In the context of the 2019 International Carlo Scarpa Prize awarded to the Tea Gardens of Dazhangshan, the sinologist Livio Zanini, president of the Italian tea culture association, will hold a public conference on tea culture in China.
The tea plant originates in the tropical and sub-tropical zones of south-west China. The first written reference to a beverage prepared using the leaves of this plant dates to the 3rd century adbut it was not until the Tang dynasty (618-907) that tea became diffused throughout China.
Lu Yu’s Classic of Tea, which dates to this period, is the first book in the world to have been entirely dedicated to this drink. In the Tang dynasty, tea was prepared and drunk in a very different way from today. After harvesting, the leaves were steamed and compressed into cakes. The beverage was prepared by grinding a small piece of this tea cake and boiling the powder in a small saucepan.
In the Song period (960-1279) the custom was to prepare the drink by whisking some tea powder into hot water in a cup using a special bamboo whisk, the same method of preparation still used in the Japanese tea ceremony today.
During the course of the Ming dynasty (1368-1644), major changes took place in tea processing and preparation. The loose leaves were baked in a pan then infused in a teapot. By the time the first western missionaries and merchants reached China in the 16th century, this method had become the standard preparation method and was diffused by these visitors throughout the rest of the world.

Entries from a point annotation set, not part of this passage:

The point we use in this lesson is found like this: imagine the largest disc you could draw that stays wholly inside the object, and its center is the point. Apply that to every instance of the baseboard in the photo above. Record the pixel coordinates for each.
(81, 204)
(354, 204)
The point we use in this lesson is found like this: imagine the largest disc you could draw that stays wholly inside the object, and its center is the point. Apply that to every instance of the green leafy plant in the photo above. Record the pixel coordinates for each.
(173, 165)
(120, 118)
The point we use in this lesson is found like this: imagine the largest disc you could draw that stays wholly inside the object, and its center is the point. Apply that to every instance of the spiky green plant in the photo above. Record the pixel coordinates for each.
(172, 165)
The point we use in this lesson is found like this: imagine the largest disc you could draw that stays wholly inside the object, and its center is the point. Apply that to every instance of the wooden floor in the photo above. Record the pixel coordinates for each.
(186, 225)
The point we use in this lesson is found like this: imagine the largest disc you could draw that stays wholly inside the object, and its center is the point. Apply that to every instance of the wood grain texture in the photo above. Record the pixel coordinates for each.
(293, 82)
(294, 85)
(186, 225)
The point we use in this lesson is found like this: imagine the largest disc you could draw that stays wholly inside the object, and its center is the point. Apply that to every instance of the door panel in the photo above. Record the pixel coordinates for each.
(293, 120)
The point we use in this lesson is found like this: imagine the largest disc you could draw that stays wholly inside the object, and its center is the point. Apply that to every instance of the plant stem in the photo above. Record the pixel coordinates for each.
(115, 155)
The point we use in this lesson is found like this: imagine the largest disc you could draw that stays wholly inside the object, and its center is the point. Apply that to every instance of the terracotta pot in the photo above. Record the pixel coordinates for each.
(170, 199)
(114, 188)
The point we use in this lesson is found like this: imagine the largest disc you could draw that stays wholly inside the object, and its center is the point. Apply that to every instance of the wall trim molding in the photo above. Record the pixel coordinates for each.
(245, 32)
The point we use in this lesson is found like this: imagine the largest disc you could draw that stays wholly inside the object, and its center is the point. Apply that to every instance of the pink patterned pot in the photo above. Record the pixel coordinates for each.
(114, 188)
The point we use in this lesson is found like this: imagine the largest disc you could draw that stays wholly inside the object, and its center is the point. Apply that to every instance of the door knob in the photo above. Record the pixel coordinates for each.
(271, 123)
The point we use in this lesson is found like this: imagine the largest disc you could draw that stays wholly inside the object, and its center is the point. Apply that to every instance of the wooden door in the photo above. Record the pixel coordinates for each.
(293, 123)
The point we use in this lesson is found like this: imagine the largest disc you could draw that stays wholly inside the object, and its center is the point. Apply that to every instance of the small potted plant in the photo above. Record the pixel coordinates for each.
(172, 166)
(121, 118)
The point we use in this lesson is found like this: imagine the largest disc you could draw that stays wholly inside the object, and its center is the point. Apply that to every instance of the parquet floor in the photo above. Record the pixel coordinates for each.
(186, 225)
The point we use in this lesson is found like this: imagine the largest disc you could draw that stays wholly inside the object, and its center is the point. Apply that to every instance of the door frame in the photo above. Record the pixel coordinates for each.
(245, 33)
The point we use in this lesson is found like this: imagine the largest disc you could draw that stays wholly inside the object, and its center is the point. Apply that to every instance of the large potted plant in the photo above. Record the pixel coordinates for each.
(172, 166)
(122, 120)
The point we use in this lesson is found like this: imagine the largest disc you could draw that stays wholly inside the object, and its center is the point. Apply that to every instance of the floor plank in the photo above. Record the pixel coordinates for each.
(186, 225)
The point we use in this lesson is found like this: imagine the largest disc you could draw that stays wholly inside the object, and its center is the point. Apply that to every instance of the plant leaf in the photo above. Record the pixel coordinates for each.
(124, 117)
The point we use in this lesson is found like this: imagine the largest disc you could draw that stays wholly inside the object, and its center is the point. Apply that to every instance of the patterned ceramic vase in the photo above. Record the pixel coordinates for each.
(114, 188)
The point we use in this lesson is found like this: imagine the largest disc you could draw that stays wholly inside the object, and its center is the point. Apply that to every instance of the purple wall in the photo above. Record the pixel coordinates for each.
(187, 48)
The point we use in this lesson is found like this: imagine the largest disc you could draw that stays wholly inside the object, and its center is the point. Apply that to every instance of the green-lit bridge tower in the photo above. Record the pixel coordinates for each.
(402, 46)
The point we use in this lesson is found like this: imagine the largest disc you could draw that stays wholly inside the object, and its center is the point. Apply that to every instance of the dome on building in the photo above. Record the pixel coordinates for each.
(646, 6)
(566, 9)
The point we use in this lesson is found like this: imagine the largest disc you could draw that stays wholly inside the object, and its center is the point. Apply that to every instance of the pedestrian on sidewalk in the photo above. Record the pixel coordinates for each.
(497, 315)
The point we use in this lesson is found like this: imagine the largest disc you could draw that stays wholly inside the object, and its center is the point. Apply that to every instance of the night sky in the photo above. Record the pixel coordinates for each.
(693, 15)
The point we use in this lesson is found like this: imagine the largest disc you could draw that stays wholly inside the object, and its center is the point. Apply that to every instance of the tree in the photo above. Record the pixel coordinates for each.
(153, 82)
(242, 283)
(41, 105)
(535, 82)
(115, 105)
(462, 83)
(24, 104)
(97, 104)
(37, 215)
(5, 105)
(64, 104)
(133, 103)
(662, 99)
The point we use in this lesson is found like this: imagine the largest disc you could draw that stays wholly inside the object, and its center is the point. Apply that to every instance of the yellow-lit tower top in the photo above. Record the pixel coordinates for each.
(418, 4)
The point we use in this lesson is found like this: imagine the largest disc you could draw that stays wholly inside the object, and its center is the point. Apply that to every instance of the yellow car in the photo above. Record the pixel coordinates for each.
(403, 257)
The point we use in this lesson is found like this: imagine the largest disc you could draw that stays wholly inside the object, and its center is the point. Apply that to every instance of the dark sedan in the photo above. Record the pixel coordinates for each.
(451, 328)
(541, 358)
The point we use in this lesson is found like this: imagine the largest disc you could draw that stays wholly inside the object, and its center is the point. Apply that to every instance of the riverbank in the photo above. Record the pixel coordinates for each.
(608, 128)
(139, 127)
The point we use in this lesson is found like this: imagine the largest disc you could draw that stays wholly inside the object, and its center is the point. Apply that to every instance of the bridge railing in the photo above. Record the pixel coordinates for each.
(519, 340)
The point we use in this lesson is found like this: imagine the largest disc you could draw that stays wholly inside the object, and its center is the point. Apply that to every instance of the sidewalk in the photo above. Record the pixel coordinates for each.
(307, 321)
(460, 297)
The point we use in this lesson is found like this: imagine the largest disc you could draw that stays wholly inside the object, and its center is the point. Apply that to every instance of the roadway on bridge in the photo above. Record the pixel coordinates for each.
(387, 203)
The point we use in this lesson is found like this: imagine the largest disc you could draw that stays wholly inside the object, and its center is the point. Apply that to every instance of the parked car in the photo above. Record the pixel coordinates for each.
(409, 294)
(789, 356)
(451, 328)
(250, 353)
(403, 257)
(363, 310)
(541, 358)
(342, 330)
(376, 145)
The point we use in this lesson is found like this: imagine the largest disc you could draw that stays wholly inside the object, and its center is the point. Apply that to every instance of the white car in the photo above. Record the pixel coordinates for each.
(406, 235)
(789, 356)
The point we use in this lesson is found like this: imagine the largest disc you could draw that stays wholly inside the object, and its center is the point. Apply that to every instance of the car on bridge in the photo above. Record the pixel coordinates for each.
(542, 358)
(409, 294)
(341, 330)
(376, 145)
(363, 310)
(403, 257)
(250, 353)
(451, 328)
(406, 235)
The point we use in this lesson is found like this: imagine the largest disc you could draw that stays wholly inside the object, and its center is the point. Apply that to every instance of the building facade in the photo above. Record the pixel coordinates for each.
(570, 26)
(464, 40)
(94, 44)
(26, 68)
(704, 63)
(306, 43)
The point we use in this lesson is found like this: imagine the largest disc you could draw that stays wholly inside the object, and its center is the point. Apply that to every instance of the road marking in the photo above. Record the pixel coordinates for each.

During the last imperial dynasty, in the coastal province of Fujian, they started producing oolong and black teas. Very concentrated infusions were prepared using small tea pots and cups, according to a ceremony now known as gongfucha. Tea culture is currently experiencing something of a renaissance in China. The past thirty years have seen the birth of numerous tea houses as well as of many tea schools teaching the art of tea.
Livio Zanini is a researcher in Chinese Language and Literature at Ca’ Foscari University of Venice. He was awarded his doctoral degree in Asian and African Studies at the University of Ljubljana with a dissertation on the Form and Significance of Tea Connoisseurship in the Late Ming Dynasty. He is the founder and President of the Italian Tea Culture Association, and honorary counsellor of the China International Tea Culture Institute. His research interests focus on tea culture in China, especially tea literature produced in the Imperial period and the historical developments of this beverage. He has spent long periods studying in China and Taiwan, and has also made research trips to Japan and Korea, visiting numerous tea-producing areas and exploring the cultural and technical aspects of this beverage. He is the author of La via del tè. La Compagnia inglese delle Indie Orientali e la Cina (2012) and of various studies on tea and other aspects of Chinese culture. He contributed to the 2019 Carlo Scarpa Prize activities with an essay titled Before the arrival of tea in Europe. The Chinese beverage in western sources prior to the 17th century, published in both Italian and English in the collective work The Tea Gardens of Dazhangshan. International Carlo Scarpa Prize for Gardens 2019, edited by Patrizia Boschiero, Luigi Latini, and Maurizio Paolillo (Fondazione Benetton Studi Ricerche-Antiga, Treviso 2019), and with a talk given at the public seminar From the tea gardens of Dazhangshan: landscape culture and rural heritage in ancient and contemporary China (Saturday 11 May 2019).